Страница 20 из 23
— Нет, Туллио, подождем еще немного, — молила она с каким-то ужасом.
— Я пойду открою.
И я подошел к двери; я поднялся по трем ступеням, показавшимся мне ступенями алтаря. В тот момент, когда я собирался повернуть ключ с трепетом набожного человека, открывающего реликварий, я почувствовал за собой Джулианну, следовавшую за мной, пугливую, легкую, как тень. Я вздрогнул.
— Это ты?
— Да, это я, — пробормотала она, ласковая, касаясь моего уха своим дыханием.
И, стоя за моими плечами, она обняла мою шею руками так, что ее нежные кисти скрестились у меня под подбородком.
Это пугливое движение, смех, дрожащий в ее голосе и выдававший ее детскую радость, что испугала меня, ее манера обнимать, вся ее быстрая грация напоминала мне прежнюю Джулианну, молодую, нежную подругу счастливых годов, милое создание с длинной косой, со свежим смехом, с видом девочки. Чувство счастья охватило меня на пороге этого дома, полного воспоминаний.

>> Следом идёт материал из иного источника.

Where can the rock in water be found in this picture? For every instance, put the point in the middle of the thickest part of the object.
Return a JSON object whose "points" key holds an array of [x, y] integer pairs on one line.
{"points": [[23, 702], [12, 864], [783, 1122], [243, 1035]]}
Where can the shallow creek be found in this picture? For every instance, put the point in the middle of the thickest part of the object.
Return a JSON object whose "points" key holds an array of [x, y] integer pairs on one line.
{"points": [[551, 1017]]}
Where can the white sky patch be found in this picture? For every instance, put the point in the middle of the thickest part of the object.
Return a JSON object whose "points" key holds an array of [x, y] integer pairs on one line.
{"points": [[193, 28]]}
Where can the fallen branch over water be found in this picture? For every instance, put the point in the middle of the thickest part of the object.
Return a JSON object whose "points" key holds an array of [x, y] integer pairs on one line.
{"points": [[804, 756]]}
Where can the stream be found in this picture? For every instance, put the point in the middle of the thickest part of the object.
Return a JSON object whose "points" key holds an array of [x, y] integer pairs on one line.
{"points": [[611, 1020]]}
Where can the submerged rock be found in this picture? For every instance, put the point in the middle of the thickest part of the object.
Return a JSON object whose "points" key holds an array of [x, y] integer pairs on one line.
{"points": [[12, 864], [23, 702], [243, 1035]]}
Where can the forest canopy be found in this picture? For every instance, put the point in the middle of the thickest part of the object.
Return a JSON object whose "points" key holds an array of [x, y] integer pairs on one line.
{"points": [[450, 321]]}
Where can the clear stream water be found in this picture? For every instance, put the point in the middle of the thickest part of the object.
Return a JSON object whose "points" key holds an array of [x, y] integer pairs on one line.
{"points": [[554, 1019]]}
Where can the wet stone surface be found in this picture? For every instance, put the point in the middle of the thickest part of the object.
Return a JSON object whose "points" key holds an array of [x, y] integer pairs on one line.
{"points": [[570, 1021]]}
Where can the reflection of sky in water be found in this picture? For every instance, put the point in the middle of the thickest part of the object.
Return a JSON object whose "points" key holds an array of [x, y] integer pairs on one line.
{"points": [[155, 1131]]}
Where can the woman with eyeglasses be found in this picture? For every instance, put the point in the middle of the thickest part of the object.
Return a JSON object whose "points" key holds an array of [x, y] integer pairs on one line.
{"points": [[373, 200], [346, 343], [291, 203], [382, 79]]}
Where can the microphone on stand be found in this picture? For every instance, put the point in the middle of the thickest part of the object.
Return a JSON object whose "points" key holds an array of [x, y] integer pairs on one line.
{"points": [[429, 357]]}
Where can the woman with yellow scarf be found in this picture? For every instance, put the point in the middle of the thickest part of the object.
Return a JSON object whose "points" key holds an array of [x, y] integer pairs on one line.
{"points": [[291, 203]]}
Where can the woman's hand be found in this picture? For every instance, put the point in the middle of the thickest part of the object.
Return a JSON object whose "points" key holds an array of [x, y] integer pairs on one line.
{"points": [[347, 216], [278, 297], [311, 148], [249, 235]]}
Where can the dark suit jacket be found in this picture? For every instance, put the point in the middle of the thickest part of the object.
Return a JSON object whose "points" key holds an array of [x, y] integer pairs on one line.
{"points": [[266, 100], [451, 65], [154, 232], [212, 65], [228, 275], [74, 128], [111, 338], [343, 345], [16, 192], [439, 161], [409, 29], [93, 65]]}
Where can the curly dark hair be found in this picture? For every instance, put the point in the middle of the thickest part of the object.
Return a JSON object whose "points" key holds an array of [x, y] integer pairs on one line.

— Открывать? — спросил я, держа руку на ключе, готовый повернуть его.
— Открывай, — отвечала она, не оставляя меня, и я чувствовал на своей шее ее дыхание.
Когда заскрипел ключ в замке, ее руки сжали меня сильнее, она прижалась ко мне, передавая мне свою дрожь. Ласточки щебетали над нашими головами, и их легкие посвистывания выделялись на фоне глубокой тишины.
— Входи, — шептала она, не оставляя меня. — Входи же, входи.
Этот голос, раздававшийся из уст таких близких, но невидимых, реальный и вместе с тем таинственный, дышавший жаром около моего уха и вместе с тем такой интимный, точно раздавался из глубины моей души, и женственный и мягкий, как ни один голос в мире, — я все еще слышу, его и буду вечно слышать.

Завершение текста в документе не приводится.